A instalação e o funcionamento das unidades e equipamentos de gestão de resíduos hospitalares perigosos, com exceção dos destinados a incineração ou coincineração, são sujeitos a licenciamento pela Direção-Geral da Saúde, em conformidade com o estabelecido na Portaria n.º 174/97, de 10 de março. A incineração e coincineração de resíduos hospitalares regem-se pelo disposto no Decreto-Lei nº 127/2013 de 30 de agosto.

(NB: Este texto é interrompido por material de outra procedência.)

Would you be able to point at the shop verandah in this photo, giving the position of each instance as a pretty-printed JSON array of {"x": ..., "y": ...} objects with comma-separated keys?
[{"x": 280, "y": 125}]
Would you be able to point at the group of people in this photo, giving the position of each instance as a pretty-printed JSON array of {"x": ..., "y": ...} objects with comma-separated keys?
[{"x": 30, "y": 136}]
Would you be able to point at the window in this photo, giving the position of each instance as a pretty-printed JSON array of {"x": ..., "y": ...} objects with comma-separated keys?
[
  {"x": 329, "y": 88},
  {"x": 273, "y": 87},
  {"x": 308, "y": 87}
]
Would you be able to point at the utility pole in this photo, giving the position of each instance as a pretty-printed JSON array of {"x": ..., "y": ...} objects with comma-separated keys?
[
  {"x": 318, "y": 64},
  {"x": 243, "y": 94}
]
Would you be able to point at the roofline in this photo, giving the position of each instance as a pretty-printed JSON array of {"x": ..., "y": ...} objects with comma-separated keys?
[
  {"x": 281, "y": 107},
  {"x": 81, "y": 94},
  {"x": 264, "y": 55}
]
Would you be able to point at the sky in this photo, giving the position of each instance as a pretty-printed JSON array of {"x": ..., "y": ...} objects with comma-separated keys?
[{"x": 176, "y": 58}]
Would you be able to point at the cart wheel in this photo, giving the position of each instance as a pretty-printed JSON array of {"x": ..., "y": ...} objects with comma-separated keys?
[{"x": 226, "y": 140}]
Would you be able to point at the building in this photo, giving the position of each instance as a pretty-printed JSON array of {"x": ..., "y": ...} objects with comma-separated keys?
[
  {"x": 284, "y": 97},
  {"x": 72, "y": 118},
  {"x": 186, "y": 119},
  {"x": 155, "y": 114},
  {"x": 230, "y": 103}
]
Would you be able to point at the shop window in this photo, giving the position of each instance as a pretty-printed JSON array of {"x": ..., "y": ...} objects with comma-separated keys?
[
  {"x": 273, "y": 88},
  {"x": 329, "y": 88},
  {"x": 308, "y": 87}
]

As boas práticas associadas aos resíduos hospitalares e os princípios subjacentes à sua gestão integrada, no sentido de prevenir os riscos, tendo em vista a proteção da saúde dos trabalhadores do setor, da população em geral e do ambiente, são essenciais na gestão desta tipologia de resíduos. No documento Resíduos Hospitalares apresenta-se uma síntese da informação mais relevante em matéria de gestão de resíduos hospitalares:

  • Classificação
  • Triagem e acondicionamento
  • Transporte
  • Operações de gestão
  • Operadores de gestão
  • Registo da produção e da gestão de resíduos hospitalares
  • Licenciamento de operações de gestão de resíduos hospitalares
  • Armazenagem
    • Armazenagem de resíduos hospitalares nas unidades de prestação de cuidados de saúde
    • Armazenagem de resíduos hospitalares nas instalações de gestão de resíduos
  • Resíduos de medicamentos produzidos a nível domiciliário
  • Plano Estratégico dos Resíduos Hospitalares
  • Perguntas mais frequentes – FAQ
  • Legislação

Até à entrada em vigor do Sistema Integrado de Registo Eletrónico de Resíduos (SIRER), a Direção-Geral da Saúde elaborava anualmente um relatório sobre a produção, o tratamento e o destino final dos resíduos hospitalares, com base no estabelecido na Portaria nº 178/97, de 11 de março. Esta Portaria foi revogada pela Portaria nº 320/2007, de 23 de março, tendo os produtores e gestores de resíduos hospitalres passado a ter a obrigatoriedade de efetuar os registos através do SIRER, a cargo da Agência Portuguesa do Ambiente. Atualmente, o registo de informação relativa aos resíduos hospitalares é realizado pelo preenchimento dos formulários do MIRR – Mapa Integrado de Registo de Resíduos (que substitui os antigos formulário do SIRER) no âmbito do SIRAPA – Sistema Integrado de Registo da Agência Portuguesa do Ambiente.